Konsepsi sejarah tradisional masa lalu tidak bisa dihilangkan begitu saja dari peradaban masyarakat sebab sampai saat ini di Liya semua komunitas masih membekas dan mempercayainya sebagai suatu sistem pranata adat istiadat dan budaya yang mengikat seluruh kehidupan masyarakat disana dan pranata itu dijalankan oleh Sara Liya yang lebih dikenal dengan Bobato Liya, bukan oleh Lembaga Adat. Oleh karena itu sekali lagi kami tegaskan bahwa Pemerintah Kabupaten Wakatobi  mulai saat ini mulailah menggalan kerja sama dengan Lakina Liya (saat ini ditunjuk : La Ode Muhammad Haris) dengan perangkatnya yang terdiri dari 12 orang kepala Sara (bobato Liya) sehingga diharapkan dengan telah dijalinnya kerja sama yang baik pemerintah daerah wakatobi akan lebih mudah dalam menerapkan program-program kerja dibidang sosial budaya dan batas-batas tanah hak ulayat adat disana sebab masyarakat Liya masih sangat taat azas kepada Sara Liya.

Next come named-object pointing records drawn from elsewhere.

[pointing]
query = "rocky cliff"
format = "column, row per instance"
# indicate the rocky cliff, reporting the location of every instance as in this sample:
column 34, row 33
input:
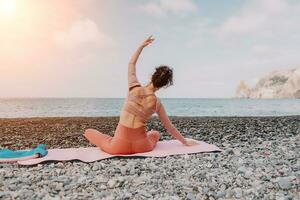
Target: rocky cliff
column 277, row 84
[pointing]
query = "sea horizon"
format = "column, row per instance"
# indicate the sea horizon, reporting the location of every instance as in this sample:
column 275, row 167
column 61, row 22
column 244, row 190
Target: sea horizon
column 107, row 107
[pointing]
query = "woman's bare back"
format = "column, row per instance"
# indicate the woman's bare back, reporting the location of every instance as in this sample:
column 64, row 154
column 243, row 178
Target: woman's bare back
column 131, row 120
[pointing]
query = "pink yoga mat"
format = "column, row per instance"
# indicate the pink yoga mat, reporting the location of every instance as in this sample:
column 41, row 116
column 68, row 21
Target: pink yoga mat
column 91, row 154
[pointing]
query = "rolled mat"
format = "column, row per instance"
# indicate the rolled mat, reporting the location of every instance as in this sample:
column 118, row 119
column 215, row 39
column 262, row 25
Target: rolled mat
column 91, row 154
column 7, row 155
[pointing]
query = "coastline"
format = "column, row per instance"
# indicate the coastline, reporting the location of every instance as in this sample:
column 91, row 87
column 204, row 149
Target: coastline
column 260, row 161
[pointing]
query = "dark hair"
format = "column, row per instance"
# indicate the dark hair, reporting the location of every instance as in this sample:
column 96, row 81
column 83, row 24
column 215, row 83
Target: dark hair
column 162, row 77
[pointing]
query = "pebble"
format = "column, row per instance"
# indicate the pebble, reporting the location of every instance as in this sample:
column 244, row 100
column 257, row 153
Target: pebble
column 259, row 163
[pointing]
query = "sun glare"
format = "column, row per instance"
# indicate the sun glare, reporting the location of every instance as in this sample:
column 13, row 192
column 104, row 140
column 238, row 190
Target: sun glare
column 7, row 8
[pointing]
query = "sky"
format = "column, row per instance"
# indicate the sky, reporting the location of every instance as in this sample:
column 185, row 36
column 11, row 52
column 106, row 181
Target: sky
column 81, row 48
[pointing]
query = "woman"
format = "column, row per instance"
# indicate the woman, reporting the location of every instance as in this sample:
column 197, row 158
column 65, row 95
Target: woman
column 131, row 135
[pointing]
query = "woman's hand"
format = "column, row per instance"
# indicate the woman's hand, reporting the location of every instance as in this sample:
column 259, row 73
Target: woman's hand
column 148, row 41
column 191, row 142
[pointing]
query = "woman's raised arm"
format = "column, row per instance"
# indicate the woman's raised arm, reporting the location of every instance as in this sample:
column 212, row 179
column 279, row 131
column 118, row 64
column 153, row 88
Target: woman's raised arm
column 132, row 78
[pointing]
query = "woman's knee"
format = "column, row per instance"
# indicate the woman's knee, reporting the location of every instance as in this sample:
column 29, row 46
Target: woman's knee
column 155, row 135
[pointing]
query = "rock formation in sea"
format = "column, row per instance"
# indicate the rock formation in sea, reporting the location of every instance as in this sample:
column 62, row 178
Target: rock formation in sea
column 277, row 84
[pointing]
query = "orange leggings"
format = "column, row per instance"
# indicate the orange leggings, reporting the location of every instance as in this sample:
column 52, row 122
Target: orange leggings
column 126, row 140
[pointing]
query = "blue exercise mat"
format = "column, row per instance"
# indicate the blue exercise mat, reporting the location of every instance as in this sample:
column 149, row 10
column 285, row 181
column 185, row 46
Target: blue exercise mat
column 7, row 153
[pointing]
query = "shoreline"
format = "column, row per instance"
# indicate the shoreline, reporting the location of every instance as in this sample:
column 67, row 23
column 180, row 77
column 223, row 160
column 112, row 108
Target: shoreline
column 260, row 161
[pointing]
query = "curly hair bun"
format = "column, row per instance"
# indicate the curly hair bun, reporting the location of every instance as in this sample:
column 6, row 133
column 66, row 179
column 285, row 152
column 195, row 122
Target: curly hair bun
column 162, row 77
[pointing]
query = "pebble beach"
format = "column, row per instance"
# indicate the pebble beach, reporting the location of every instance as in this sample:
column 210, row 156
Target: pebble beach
column 261, row 160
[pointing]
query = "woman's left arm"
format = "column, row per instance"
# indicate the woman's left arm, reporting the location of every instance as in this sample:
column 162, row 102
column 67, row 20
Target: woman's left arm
column 132, row 78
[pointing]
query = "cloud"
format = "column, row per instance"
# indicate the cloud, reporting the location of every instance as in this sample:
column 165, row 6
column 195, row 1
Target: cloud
column 260, row 17
column 83, row 32
column 163, row 8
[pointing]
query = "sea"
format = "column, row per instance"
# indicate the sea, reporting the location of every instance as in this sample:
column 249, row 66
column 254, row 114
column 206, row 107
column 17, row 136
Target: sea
column 93, row 107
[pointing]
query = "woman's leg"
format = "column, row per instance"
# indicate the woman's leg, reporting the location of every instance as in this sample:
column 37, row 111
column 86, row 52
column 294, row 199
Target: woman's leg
column 147, row 144
column 153, row 137
column 107, row 143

Pergeseran nilai-nilai pemerintahan tradisional kesultanan buton mulai bergeser atas kepentingan Belanda ketika telah ditanda tangani perjanjian Brughman-Asykin pada tahun 1902 dan kemudian dibentuklah 18 buah distrik di wilayah kesultanan buton satu diantaranya adalah termasuk distrik wangi-wangi. Saat itu di wangi-wangi hanya dikenal 4 buah desa yakni desa Liya, desa Wanci, desa Mandati dan desa Kapota. Seiring dengan perjalanan waktu supaya Belanda mudah memungut pajak di wilayah distrik wangi-wangi, maka beberapa gelar pemerintah tradisional di Liya dihapus; seperti Bobato Mancuana Matanayo Liya, Sabandara dan Bonto (Bonto Wawo dan Bonto Woru). Dilain pihak di Wanci, Mandati dan Kapota di angkat Mo’ori atau Raja dengan maksud melalui raja-raja bentukan colonial ini masyarakat di wilayah tersebut bisa tunduk membayar pajak ke petugas-petugas resmi yang di pekerjakan oleh Belanda.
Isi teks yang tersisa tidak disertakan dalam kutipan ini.